Fontana Elena, Negrini Francesca, Francione Stefano, Mai Roberto, Osanni Elisa, Menna Elisa, Offredi Francesca, Darra Francesca, Bernardina Bernardo Dalla
Unit of Child Neuropsychiatry, University of Verona, Verona, Italy.
Epilepsia. 2006;47 Suppl 5:26-30. doi: 10.1111/j.1528-1167.2006.00873.x.
Temporal lobe epilepsy (TLE) is probably more difficult to recognize in children than in adults. In fact, ictal symptoms in children are less stereotyped and less obvious, and the neuropathological substrate is more heterogeneous than in adults. The aim of this study is to examine the relationships between etiology, age at onset and electroclinical findings in 77 children with TLE, 32 of whom were surgically treated.
Electroclinical study including video-EEG recording of seizures in 77 children with TLE. The investigation focused on the first five initial ictal symptoms.

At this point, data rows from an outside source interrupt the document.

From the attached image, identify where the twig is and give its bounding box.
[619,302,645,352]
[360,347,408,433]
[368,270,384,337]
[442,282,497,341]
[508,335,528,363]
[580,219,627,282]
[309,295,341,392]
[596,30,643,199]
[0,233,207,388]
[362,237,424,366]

Age at onset was less than 3 years in 39 cases, between 3 and 6 years in 17 cases and older than 6 years in 21 cases. Auras also occurred in younger children but were more common after the age of 6 years. A peculiar initial ictal semiology consisted in staring with arrest, lip cyanosis, and very slight oral automatisms. In some cases, EEG recordings documented seizures starting independently on both temporal lobes. Based on electroclinical and neuroradiological features, we recognized three subgroups: symptomatic TLE due to cortical malformations or nonevolutive tumors, TLE with mesial temporal sclerosis, and cryptogenic TLE.
A correct electroclinical and neuroradiological approach allows in several cases early recognition of TLE even when onset is earlier than the age of 6 years. A correct definition of the localization relies primarily on video-EEG recording of the seizures, possibly repeated during follow up in cases lacking obvious neuroradiological correlation.
颞叶癫痫(TLE)在儿童中可能比在成人中更难识别。事实上,儿童的发作症状不太刻板且不太明显,其神经病理学基础比成人更为异质。本研究的目的是探讨77例TLE儿童的病因、发病年龄与电临床发现之间的关系,其中32例接受了手术治疗。
对77例TLE儿童进行电临床研究,包括发作期视频脑电图记录。调查重点关注最初的五个发作症状。
39例发病年龄小于3岁,17例在3至6岁之间,21例大于6岁。先兆在年幼儿童中也有出现,但在6岁以后更为常见。一种特殊的初始发作期症状学表现为凝视伴动作停止、口唇发绀和非常轻微的口部自动症。在某些病例中,脑电图记录显示发作独立起源于双侧颞叶。根据电临床和神经放射学特征,我们识别出三个亚组:由皮质畸形或静止性肿瘤引起的症状性TLE、伴内侧颞叶硬化的TLE以及隐源性TLE。
正确的电临床和神经放射学方法在某些情况下即使发病早于6岁也能早期识别TLE。定位的正确定义主要依赖于发作期视频脑电图记录,在缺乏明显神经放射学关联的病例中,随访期间可能需要重复进行。